The Hoover Institution hosts a seminar series on Using Text as Data in Policy Analysis, co-organized by Steven J. Davis and Justin Grimmer. These seminars will feature applications of natural language processing, structured human readings, and machine learning methods to text as data to examine policy issues in economics, history, national security, political science, and other fields.

Our 18th meeting features a conversation with Pamela Ban and Jaclyn Kaslovsky on Some Politics is Local: Local Orientation in the U.S. Congress on Tuesday, April 4, 2023 from 9:00AM – 10:30AM PT.

Pamela Ban is an assistant professor in the Department of Political Science at the University of California–San Diego. Her research focuses on American political institutions and covers legislative politics, Congress, interest groups, and information dynamics within federal policy making.
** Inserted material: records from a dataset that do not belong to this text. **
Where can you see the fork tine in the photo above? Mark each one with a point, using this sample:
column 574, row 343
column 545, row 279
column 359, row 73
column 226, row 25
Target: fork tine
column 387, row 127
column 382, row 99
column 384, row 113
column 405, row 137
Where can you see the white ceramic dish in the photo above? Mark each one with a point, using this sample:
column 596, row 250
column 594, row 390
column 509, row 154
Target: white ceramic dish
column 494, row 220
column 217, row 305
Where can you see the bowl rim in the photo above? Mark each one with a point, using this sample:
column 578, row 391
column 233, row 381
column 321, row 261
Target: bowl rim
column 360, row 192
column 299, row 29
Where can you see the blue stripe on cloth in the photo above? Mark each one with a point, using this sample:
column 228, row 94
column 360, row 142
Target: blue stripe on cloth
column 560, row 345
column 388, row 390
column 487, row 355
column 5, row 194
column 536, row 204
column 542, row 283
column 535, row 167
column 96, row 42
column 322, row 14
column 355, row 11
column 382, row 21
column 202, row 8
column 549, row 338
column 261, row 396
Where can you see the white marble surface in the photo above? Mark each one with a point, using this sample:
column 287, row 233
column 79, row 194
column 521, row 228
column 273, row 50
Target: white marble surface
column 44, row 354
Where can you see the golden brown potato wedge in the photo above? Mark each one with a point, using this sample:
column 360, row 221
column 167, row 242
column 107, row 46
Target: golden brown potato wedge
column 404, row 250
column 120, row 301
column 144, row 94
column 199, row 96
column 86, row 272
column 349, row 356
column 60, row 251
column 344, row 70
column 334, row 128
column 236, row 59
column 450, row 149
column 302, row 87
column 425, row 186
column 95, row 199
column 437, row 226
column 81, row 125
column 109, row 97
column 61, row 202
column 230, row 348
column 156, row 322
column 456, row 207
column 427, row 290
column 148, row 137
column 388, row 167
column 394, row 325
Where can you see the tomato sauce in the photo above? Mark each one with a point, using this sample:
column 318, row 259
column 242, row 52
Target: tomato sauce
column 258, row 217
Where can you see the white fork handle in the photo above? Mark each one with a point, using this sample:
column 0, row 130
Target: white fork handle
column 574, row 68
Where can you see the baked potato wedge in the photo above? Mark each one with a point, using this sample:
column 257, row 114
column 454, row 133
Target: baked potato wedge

Her current work uses large, novel datasets and text-as-data methods to understand how and why political actors such as legislators, bureaucrats, and interest groups search for and exchange information. By revealing how institutions shape information flows, her work yields new insights on how information is wielded as a political tool and who influences the production of policy. Ban’s research has been published in the American Political Science Review, the Quarterly Journal of Political Science, Legislative Studies Quarterly, Business and Politics, and Political Science Research and Methods

Jaclyn Kaslovsky is an assistant professor of political science at Rice University. Her research focuses on Congress, representation, and women in politics. In her current work, she analyzes how members of Congress choose to allocate their resources, including their time and staff, and the effect of these choices on the quality of representation. In doing so, she seeks to provide an update to the traditional “home style” literature that explains congressional members’ attention to their home districts. Her other projects leverage unique time series and congressional speech datasets to explore the consequences of increasing diversity in Congress for representation and how legislator behavior has evolved over time. Her work has appeared in outlets such as the American Political Science Review and the Journal of Politics

Steven J. Davis is senior fellow at the Hoover Institution and professor of economics at the University of Chicago Booth School of Business. He studies business dynamics, labor markets, and public policy. He advises the U.S. Congressional Budget Office and the Federal Reserve Bank of Atlanta, co-organizes the Asian Monetary Policy Forum and is co-creator of the Economic Policy Uncertainty Indices, the Survey of Business Uncertainty, and the Survey of Working Arrangements and Attitudes.

Justin Grimmer is a senior fellow at the Hoover Institution and a professor in the Department of Political Science at Stanford University. His current research focuses on American political institutions, elections, and developing new machine-learning methods for the study of politics.